Grief can leave us feeling bare and exposed
Losing a loved one, losing a job or going through a break up are all incredibly hard processes to go through, and ones that many of us would rather avoid if we could. Of course these are also the experiences that forge our personalities and define us, and unfortunately are necessary if we are to form meaningful attachments during our time on Earth.
However while they’re unavoidable, the way we deal with them can vary greatly from person to person, and the way one individual deals with grief can be very different to the way another person does. Understanding this is key to getting through a difficult period emotionally intact, and it’s key to helping others get through it and understanding where they might be coming from.
Here we will look at a few of the ways that people deal with grief, to help you better understand the process and hopefully maybe prepare.
Denial is a common way to deal with grief and is something that we’re all familiar with.

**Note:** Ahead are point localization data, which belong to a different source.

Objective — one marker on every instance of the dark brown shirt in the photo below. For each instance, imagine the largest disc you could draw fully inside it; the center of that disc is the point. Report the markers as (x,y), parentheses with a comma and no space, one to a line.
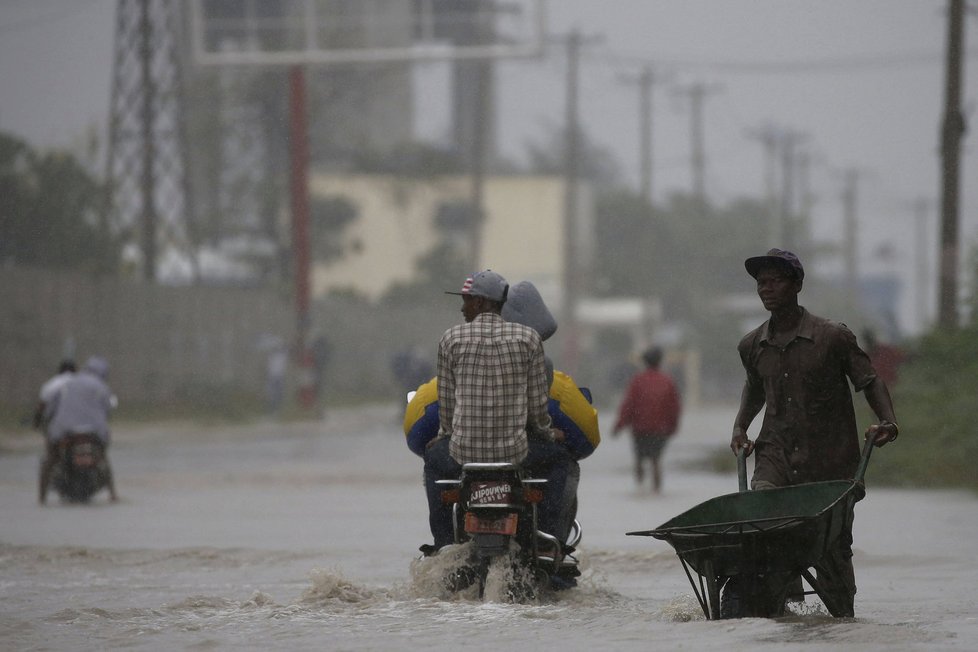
(809,430)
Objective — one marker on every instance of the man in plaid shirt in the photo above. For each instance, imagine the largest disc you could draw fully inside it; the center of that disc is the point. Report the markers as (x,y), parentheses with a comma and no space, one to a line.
(492,403)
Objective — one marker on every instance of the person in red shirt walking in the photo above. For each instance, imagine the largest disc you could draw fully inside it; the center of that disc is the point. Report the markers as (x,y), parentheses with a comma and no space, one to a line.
(651,409)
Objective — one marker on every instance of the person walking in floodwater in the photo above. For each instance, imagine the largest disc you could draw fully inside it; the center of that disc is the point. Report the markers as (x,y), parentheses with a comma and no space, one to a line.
(651,408)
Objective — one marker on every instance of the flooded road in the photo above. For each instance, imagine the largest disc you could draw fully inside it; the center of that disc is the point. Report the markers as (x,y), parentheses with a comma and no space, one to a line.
(305,536)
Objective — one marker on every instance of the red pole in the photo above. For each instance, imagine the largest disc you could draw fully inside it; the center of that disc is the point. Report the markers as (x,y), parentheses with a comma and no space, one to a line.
(299,150)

The person in denial is the person who refuses to accept things the way they are and who insists on looking for answers.
If you’re faced with a terminal illness then, someone who reacts by showing denial will potentially not believe what they’ve been told and will be constantly looking for ways to prevent what’s happening. Of course this can be adaptive if it leads to an actual solution, but when no solution is forthcoming it can be destructive when others need you to help them face and deal with what’s happened.
In bargaining we have given up on trying to deny what’s happening or prevent it, and instead will try and bargain and offer trade offs.
In the case of a breakdown of a relationship this can be very literal as we find ourselves literally pleading with our ex partners to come back to us, but in other situations it might mean pleading with God or a chosen deity.
Sublimation means directing your distressed energy towards something else and absorbing yourself in that.
For instance if you are having a hard time dealing with a recent loss, you might try to compensate by cleaning the house erratically, or by doing a workout.
While most of us will show sadness following a personal tragedy, others will react with anger and will lash out at things around us and look for something to blame.
This might mean taking legal action, or it might just mean ‘blaming’ God or punching a pillow. Of course this isn’t the healthiest way to work through emotions, and sometimes you just need to stop fighting and let go so that you can begin the healing process.
Many of us will try to ‘escape’ reality in one way or another.
This might mean reading a book or delving into our imaginations (the latter is a common coping mechanism for children), but more dangerously it can mean drinking or using drugs. Again it’s important to deal with the emotions and to face them, even if this requires professional help or hypnotherapy.
Sometimes we react by simply shutting down and retiring to our beds to cry and weep.
This can be a good way of dealing with the event in that it means we vent our emotions, but of course we eventually need to return to the world, and we need to be there for others around us.